Tegole valdostane

Ingredienti
| 200 g | Nocciole intere tostate |
| 120 g | Burro morbido |
| 100 g | Zucchero semolato |
| 1 | Uovo intero |
| 150 g | Farina 00 |
| 1 cucchiaino | Lievito chimico |
| 1 pizzico | Sale fino |
| 1 cucchiaio | Miele di acacia |
Valori nutrizionali
| 480 kcal | Energia |
| 8 g | Proteine |
| 28 g | Grassi |
| 12 g | di cui saturi |
| 58 g | Carboidrati |
| 35 g | di cui zuccheri |
| 3,5 g | Fibre |
| 0,3 g | Sale |
Gusto
Il sapore è deciso e aromatico, dominato dalle nocciole tostate che danno una nota leggermente amara e dolce al contempo. L'impasto sottile non copre il gusto della nocciola, anzi la esalta. Si servono come biscotto da accompagnare al caffè, al tè o a un vino dolce della valle. In Valle d'Aosta le troverai spesso a fine pasto, insieme al Moscato d'Asti o a una grappa locale.
Benessere
- Le nocciole forniscono grassi insaturi, in particolare acido oleico, che supporta la salute cardiovascolare. Una porzione di tegole valdostane contiene circa 6-8 grammi di grassi ogni 100 grammi, per lo più benefici.
- Le nocciole apportano vitamina E, un antiossidante naturale, insieme a minerali come magnesio, rame e manganese, utili per il metabolismo e la struttura ossea.
- Nonostante il burro, le tegole sono biscotti piuttosto leggeri se consumati in porzioni moderate. La friabilità e la mancanza di farcitura le rende facilmente digeribili.
- Le nocciole tostate contengono composti fenolici che aumentano durante la tostatura, potendo esercitare un'azione antiossidante superiore rispetto alla nocciola cruda.
- Un biscotto all'ora dei pasti intermedi, abbinato a una bevanda calda e magari a una mela, crea un break nutrizionalmente equilibrato senza appesantire.

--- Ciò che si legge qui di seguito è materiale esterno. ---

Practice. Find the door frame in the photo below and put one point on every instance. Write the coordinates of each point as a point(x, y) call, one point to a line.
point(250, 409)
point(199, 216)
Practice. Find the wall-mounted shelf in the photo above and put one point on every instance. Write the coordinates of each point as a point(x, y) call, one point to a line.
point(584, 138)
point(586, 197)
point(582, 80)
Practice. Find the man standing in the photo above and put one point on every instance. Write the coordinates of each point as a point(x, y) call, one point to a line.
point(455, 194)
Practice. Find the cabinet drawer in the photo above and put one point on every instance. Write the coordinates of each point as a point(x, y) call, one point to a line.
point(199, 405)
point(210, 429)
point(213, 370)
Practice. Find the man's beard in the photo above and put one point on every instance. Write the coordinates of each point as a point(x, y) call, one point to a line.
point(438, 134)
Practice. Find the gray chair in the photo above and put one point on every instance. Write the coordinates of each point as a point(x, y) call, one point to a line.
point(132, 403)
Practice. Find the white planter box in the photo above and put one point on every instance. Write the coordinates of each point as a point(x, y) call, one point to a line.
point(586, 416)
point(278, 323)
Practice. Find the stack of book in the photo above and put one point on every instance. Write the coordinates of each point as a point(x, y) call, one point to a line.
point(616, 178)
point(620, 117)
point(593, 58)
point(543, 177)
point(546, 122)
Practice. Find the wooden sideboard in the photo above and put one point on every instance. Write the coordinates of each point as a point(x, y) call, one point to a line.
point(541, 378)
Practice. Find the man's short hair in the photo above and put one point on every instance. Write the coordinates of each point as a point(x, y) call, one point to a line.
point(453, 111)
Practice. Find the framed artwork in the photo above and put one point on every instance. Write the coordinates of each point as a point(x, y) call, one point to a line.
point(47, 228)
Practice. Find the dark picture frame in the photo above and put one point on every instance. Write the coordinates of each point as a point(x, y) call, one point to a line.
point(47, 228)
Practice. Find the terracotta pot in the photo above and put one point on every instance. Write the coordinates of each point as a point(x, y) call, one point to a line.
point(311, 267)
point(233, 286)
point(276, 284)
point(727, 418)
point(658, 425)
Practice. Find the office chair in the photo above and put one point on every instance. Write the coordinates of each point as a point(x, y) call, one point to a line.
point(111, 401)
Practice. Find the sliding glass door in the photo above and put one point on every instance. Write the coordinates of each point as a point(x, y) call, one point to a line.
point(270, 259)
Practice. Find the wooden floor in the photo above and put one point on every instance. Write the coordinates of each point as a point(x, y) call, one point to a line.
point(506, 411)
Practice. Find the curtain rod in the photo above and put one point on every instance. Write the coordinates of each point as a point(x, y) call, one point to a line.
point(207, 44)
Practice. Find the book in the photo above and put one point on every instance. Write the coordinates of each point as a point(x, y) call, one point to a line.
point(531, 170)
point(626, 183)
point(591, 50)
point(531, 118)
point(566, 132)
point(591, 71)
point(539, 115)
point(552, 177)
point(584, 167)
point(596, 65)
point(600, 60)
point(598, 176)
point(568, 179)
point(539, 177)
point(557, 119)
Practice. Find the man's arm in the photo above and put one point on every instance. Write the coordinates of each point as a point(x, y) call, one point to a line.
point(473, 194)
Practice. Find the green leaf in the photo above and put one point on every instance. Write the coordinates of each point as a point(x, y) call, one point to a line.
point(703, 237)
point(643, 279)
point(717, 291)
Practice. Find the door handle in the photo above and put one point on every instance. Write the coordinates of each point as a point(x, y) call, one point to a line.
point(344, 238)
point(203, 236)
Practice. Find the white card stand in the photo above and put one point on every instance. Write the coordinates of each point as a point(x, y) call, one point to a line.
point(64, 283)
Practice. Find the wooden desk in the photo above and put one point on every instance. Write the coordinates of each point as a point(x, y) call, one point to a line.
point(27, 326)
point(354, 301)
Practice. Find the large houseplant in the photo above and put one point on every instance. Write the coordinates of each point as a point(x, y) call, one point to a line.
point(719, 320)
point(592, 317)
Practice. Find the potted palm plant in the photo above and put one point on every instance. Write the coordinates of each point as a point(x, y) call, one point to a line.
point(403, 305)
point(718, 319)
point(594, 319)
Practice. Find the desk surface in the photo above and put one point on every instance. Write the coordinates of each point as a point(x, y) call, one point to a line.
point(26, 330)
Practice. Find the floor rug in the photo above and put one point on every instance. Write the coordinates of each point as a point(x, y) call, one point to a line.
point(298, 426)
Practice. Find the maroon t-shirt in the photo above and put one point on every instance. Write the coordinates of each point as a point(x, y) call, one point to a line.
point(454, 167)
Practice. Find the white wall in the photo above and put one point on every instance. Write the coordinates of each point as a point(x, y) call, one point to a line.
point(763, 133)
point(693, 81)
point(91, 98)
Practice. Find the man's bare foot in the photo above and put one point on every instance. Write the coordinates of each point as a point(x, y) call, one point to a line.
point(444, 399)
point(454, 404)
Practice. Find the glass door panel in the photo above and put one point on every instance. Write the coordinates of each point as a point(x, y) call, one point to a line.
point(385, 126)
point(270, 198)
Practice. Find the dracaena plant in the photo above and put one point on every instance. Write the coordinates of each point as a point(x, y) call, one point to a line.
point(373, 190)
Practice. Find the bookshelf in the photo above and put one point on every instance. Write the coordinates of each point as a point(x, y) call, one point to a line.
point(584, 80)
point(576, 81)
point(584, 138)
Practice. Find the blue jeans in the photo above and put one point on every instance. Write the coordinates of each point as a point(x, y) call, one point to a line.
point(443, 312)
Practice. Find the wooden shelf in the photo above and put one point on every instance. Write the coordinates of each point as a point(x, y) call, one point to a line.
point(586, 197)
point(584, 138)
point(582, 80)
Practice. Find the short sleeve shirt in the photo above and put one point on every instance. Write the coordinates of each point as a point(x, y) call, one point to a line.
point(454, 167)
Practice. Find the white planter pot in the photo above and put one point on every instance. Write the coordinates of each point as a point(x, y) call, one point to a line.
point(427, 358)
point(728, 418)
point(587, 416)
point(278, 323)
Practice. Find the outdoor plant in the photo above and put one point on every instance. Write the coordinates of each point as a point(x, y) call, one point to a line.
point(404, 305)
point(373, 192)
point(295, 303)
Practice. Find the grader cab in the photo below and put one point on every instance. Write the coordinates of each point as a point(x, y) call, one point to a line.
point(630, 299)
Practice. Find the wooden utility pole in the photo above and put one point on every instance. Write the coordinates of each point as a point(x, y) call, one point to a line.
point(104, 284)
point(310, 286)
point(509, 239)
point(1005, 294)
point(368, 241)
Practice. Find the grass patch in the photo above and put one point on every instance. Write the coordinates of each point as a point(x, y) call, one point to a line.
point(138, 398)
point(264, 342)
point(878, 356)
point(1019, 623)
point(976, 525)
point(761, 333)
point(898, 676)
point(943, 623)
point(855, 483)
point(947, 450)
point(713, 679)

- Falso mito da sfatare: Si crede spesso che i biscotti al burro siano automaticamente nemici della linea. In realtà, le tegole valdostane in porzioni controllate (1-2 biscotti) rientrano facilmente in un'alimentazione bilanciata. Le nocciole forniscono grassi che aumentano il senso di sazietà, limitando il rischio di esagerare. Chi ha problemi di colesterolo può comunque gustarne uno-due occasionalmente, senza escluderle sistematicamente.
L'errore da non fare
L'errore più comune è non toastare bene le nocciole prima di tritarle oppure usare nocciole di scarsa qualità, che rovinano il sapore finale. Un secondo errore frequente è cuocere troppo a lungo: 15-16 minuti trasformano i biscotti da croccanti e profumati in carboncini amari e duri. Il terzo errore è non ricurvarli da caldi: aspettare che si raffreddino completamente rende impossibile ottenere la forma di tegola senza romperli.
I nostri consigli
- Conserva le tegole valdostane in un barattolo di vetro ermetico per 8-10 giorni a temperatura ambiente. Se diventano morbide per l'umidità, passale 2-3 minuti in forno a 140 gradi per croccantarle di nuovo.
- Se vuoi una variante meno dolce, riduci lo zucchero a 80 grammi e aggiungi 1 cucchiaio di cacao amaro al setaccio insieme alla farina: otterrai tegole al cacao e nocciola.
- Puoi sostituire il burro classico con burro chiarificato se desideri un gusto ancora più marcato, oppure usare il 50% di burro e il 50% di olio di nocciola per intensificare l'aroma.
- Abbinale al Moscato d'Asti, a un Marsala secco, a una tazza di caffè o a un tè nero fumante. Sono perfette come fine pasto elegante.
Quando prepararla
Le tegole valdostane si preparano bene in qualsiasi stagione, poiché non dipendono da ingredienti stagionali: burro, uova e nocciole sono disponibili tutto l'anno. In autunno e inverno, quando il desiderio di biscotti e dolcetti casalinghi è più forte, diventano un regalo homemade perfetto. Durante i periodi di festa, preparale in anticipo: si conservano bene e sorprendono sempre gli ospiti.